USP <2021> Microbiological Examination of Non-Sterile Products:  Microbial Enumeration Tests for Nutritional and Dietary Supplements

USP <2021> is a quantitative test (plate count) to enumerate bacteria and fungi that may be present in non-sterile Nutritional and Dietary supplements.  The tests performed are Total Aerobic Microbial Count (TAMC) and Total Yeast and Mold Count (TYMC).  Additionally, this chapter includes testing for Enterobacteria Count (Bile-Tolerant Gram-negative Bacteria) by the MPN method if required.

USP <2022> Microbiological Procedures for the Absence of Specified Microorganisms in Nutritional and Dietary Supplements

USP <2022> shows qualitative tests which determines the presence or absence of specified objectionable microorganisms or potential pathogenic microorganisms in non-sterile nutritional and dietary supplements.  The organisms that can be tested for in this chapter include the following:

• Staphylococcus aureus
• Escherichia coli
• Salmonella species
• Clostridia species

USP States that when objectionable microorganisms are not specified in the individual monograph, it is the manufacturers’ responsibility to determine which microorganisms in their products are objectionable.  It is not intended that all nonsterile nutritional and dietary articles be tested for the absence of all of the microorganisms mentioned in this chapter, nor is the testing of relevant microorganisms restricted to those presented in this chapter.
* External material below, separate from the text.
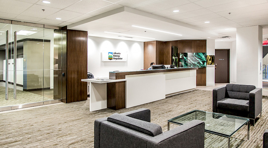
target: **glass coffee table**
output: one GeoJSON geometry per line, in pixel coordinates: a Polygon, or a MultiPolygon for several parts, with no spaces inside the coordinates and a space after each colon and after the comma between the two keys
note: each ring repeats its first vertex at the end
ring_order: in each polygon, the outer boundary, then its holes
{"type": "Polygon", "coordinates": [[[230,137],[243,126],[247,124],[247,140],[249,140],[249,119],[224,114],[194,110],[168,120],[168,130],[172,123],[182,125],[194,120],[202,121],[205,123],[205,131],[228,138],[228,148],[230,147],[230,137]]]}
USP <2021> and <2022>Preparatory Test

Prior to performing MLT testing on any specific product or material-type, USP requires that method suitability or preparatory testing be conducted.  This is to ensure that the product/material does not inhibit recovery of organisms which may be present and could result in ‘false negative’ test results.  Any antimicrobial properties present in the product/material can be eliminated by dilution, filtration, neutralization or inactivation before testing that product or material.  This determines the valid dilution to be used for testing that product or material on a routine basis.

USP <2023> Microbiological Attributes of Non-sterile Nutritional and Dietary Supplements

This general information chapter offers recommendations for microbiological specifications for Botanicals Ingredients and Products, Nutritional Supplements and Products.  These microbial specifications should be provided to the testing laboratory when submitting samples for test method preparatory testing by these chapters.